Citing housing affordability as an American issue, the White House announced new actions Thursday to address the housing crisis.
The goal of the Biden-Harris administration’s Housing Supply Action Plan is to lower housing costs by tackling problems that have stifled housing. The broad program aims to address land use and zoning barriers that limit building and will examine the repurposing of commercial space to housing.
“For American families across the country, we know that building housing is complex, but we know that we need more housing, both on the rental side and the homeownership side,” Department of Housing and Urban Development Deputy Secretary Adrianne Todman said at the news conference.
“We also know what we need to do to improve the supply of housing. It comes down to two things. We need to expand the financing tools that we have to make sure we're building more and modernizing homes across the country. And we need to remove barriers to perhaps local or state rules to getting those homes built altogether.”
To ease supply issues, Todman said $85 million will be provided to local and state entities to plan and innovate neighborhoods. Another $10 million will be available to help tenant education.
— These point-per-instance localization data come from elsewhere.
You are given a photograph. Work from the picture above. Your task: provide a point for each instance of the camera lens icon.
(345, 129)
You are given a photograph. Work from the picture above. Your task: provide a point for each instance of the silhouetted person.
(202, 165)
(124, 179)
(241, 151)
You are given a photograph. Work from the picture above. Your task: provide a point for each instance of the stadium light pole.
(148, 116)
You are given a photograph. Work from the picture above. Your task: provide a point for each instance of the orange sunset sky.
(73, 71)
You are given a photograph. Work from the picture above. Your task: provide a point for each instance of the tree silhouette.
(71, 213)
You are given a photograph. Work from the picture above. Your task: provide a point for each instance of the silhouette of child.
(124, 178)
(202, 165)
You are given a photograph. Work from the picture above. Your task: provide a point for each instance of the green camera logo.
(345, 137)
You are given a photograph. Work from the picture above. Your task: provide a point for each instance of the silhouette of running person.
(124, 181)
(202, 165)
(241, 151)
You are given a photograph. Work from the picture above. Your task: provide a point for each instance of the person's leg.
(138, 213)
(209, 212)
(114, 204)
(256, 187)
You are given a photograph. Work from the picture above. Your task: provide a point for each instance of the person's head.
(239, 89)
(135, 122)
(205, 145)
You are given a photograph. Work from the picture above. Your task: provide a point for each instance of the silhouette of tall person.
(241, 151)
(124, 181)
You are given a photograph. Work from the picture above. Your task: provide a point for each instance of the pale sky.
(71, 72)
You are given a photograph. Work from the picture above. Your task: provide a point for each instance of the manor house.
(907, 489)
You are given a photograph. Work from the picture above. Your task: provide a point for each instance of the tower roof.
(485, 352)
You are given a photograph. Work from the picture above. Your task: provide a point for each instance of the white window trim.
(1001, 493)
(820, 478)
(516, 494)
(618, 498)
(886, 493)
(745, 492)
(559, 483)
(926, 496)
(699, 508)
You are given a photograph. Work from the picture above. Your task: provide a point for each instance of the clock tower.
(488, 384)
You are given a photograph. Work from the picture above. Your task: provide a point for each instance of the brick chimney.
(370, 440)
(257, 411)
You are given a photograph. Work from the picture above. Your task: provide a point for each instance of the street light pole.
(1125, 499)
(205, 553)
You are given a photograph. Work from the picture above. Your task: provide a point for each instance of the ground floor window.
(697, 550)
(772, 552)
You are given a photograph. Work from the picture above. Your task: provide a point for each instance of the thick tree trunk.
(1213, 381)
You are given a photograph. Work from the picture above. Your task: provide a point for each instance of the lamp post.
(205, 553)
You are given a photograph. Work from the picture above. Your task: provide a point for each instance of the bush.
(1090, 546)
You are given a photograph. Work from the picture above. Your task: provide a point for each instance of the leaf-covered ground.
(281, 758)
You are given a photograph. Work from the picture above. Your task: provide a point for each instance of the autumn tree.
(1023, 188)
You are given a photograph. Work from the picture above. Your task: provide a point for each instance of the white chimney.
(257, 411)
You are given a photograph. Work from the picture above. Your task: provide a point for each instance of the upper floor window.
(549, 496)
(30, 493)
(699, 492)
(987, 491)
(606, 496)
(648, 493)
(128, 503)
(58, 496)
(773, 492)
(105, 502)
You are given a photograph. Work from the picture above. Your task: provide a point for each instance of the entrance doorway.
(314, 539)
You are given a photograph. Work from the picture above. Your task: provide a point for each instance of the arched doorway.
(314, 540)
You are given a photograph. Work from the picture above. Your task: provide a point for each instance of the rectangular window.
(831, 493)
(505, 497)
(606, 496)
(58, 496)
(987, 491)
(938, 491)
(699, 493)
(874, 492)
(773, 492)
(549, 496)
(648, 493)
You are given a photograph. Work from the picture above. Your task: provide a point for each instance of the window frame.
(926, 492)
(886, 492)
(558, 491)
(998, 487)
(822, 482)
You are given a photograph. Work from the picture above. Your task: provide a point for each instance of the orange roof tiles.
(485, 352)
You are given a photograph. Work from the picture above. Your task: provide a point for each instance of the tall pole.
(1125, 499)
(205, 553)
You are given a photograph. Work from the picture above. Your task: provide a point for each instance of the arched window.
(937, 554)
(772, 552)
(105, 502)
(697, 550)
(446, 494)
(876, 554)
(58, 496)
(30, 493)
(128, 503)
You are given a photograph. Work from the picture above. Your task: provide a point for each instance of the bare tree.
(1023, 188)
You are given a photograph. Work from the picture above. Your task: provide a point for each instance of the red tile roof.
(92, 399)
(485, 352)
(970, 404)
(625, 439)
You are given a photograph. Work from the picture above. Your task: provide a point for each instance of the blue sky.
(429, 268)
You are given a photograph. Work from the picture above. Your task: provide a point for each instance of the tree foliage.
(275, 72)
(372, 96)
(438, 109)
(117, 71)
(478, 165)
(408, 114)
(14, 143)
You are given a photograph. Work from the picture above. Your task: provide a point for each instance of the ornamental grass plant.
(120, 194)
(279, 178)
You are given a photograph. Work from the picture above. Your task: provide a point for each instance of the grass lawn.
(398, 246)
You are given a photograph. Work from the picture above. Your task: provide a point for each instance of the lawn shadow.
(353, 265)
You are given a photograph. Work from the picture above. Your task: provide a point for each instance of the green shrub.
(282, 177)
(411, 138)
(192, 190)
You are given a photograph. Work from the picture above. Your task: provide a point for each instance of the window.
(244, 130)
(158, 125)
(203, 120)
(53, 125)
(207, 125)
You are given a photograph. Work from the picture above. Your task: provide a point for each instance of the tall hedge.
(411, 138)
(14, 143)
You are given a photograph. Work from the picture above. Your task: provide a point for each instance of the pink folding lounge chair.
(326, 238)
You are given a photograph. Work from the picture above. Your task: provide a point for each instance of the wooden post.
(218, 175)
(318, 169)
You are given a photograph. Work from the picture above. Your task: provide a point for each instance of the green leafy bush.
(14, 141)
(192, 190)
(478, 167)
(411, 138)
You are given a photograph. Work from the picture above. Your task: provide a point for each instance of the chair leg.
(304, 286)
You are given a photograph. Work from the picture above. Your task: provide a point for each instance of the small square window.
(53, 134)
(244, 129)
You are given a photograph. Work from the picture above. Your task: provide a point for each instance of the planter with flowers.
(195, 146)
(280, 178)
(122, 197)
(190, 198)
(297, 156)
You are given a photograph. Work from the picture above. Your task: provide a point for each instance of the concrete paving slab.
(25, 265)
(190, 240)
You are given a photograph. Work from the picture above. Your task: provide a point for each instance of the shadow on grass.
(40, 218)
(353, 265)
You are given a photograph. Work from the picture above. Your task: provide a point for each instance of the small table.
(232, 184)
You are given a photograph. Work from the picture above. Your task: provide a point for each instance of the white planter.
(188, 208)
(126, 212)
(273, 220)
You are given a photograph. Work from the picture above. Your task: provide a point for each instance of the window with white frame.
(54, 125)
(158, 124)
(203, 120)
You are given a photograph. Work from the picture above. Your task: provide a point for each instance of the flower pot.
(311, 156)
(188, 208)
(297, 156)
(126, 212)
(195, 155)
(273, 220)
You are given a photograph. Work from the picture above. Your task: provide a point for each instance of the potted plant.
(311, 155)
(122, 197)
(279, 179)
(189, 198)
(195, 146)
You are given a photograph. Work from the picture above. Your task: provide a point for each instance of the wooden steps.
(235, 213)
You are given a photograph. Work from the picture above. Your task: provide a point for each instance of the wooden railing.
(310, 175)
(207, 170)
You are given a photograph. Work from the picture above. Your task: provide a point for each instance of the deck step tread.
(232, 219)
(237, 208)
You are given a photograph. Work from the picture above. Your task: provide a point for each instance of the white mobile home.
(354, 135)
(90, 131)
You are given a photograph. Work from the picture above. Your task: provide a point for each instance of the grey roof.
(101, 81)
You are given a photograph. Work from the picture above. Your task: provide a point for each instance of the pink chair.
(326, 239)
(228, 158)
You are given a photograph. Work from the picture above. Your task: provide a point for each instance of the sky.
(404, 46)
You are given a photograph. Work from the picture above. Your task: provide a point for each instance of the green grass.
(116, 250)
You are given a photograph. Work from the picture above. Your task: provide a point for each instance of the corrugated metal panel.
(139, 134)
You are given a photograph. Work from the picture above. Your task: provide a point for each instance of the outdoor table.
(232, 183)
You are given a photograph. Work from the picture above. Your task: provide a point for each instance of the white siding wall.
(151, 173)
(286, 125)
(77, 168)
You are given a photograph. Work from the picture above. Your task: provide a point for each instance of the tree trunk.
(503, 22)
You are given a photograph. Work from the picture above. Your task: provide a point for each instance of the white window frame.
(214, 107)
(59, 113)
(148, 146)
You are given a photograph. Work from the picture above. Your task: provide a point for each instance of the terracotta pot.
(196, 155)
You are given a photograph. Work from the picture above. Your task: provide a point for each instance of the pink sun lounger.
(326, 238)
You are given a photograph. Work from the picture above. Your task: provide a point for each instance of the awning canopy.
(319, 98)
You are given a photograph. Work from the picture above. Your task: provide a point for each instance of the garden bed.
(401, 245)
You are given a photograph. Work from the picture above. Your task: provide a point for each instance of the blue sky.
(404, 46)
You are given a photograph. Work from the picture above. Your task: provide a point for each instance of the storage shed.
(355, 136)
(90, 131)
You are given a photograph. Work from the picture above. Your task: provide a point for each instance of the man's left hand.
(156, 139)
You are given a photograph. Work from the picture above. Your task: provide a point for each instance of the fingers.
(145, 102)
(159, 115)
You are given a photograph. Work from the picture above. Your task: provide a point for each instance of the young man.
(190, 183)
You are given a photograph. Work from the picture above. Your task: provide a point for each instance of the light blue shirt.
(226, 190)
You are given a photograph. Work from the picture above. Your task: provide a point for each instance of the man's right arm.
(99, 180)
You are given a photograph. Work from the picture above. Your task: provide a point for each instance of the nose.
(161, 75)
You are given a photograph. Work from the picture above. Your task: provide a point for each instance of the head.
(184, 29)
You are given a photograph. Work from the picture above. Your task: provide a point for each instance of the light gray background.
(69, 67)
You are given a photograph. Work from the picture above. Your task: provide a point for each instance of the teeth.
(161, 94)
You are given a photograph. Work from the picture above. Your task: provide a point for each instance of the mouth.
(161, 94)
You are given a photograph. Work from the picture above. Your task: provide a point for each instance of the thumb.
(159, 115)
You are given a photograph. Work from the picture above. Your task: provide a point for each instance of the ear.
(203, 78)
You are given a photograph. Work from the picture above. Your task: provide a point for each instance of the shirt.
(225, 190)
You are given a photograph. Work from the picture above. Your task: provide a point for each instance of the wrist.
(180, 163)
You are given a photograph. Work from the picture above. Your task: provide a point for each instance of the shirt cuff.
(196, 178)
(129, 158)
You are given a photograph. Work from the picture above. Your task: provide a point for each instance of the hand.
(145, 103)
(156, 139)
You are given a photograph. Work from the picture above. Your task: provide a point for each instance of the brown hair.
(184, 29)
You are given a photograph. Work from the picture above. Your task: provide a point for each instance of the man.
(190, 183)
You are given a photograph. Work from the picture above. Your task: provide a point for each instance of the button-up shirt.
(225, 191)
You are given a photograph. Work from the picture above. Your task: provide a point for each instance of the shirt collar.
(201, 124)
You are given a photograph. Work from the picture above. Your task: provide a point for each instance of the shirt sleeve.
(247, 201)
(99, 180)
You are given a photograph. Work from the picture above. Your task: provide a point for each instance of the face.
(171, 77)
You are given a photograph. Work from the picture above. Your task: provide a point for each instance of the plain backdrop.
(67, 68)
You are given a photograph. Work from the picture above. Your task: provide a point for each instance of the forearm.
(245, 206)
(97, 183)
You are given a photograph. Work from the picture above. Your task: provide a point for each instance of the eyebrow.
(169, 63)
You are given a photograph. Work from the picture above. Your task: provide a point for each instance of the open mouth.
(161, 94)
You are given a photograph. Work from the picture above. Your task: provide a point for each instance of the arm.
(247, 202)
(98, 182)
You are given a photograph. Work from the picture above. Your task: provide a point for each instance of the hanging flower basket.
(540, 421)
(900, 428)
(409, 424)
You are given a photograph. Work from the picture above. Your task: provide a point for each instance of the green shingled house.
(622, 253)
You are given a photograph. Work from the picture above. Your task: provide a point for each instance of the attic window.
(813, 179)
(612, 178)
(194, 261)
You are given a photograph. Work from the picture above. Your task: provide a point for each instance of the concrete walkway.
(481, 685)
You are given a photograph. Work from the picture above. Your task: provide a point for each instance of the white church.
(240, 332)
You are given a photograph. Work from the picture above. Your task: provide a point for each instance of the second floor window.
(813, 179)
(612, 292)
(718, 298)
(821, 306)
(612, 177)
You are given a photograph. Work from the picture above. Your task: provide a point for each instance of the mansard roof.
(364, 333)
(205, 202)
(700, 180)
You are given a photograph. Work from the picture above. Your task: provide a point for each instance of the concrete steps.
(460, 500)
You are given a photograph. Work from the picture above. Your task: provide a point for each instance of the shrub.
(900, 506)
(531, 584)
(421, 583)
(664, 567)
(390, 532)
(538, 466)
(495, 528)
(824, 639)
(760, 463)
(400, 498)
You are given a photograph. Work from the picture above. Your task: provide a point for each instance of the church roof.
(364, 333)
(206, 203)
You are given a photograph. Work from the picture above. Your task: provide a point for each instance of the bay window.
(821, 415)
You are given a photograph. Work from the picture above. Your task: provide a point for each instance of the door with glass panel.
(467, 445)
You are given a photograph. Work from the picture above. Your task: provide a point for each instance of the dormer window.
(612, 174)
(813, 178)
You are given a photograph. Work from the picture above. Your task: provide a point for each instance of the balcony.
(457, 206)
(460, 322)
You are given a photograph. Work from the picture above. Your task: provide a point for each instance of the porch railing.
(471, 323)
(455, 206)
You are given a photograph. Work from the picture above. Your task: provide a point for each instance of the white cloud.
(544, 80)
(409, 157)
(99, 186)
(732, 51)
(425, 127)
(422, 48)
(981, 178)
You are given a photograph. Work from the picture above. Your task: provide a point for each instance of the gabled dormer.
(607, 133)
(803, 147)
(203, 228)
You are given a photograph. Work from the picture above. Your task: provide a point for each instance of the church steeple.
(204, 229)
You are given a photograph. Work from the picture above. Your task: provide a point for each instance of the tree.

The plan also calls for more commercial-to-residential conversions that can add to the supply of housing and revitalize local economies.
When it comes to homebuilding, the White House noted the price of goods used in residential construction increased significantly during the pandemic. Additionally, labor supply challenges in construction have made it harder for affordable housing developers to recruit and retain workers.
In the months ahead, the administration said it will work with the private sector to address near-term constraints to supply and production.
Even before the pandemic, builders had to contend with issues such as regulations, said Rick Herman, chief executive of the Rochester Home Builders' Association in New York. Energy requirements in New York state add $8,000 to $10,000 to the building of a new home, he said.
Herman recently worked with Habitat for Humanity to build an affordable home, and the 1,300-square-foot unit without a basement cost over $200,000 to complete in upstate New York.
“Affordable is difficult,” Herman said. “You have supply chain issues and inflation.”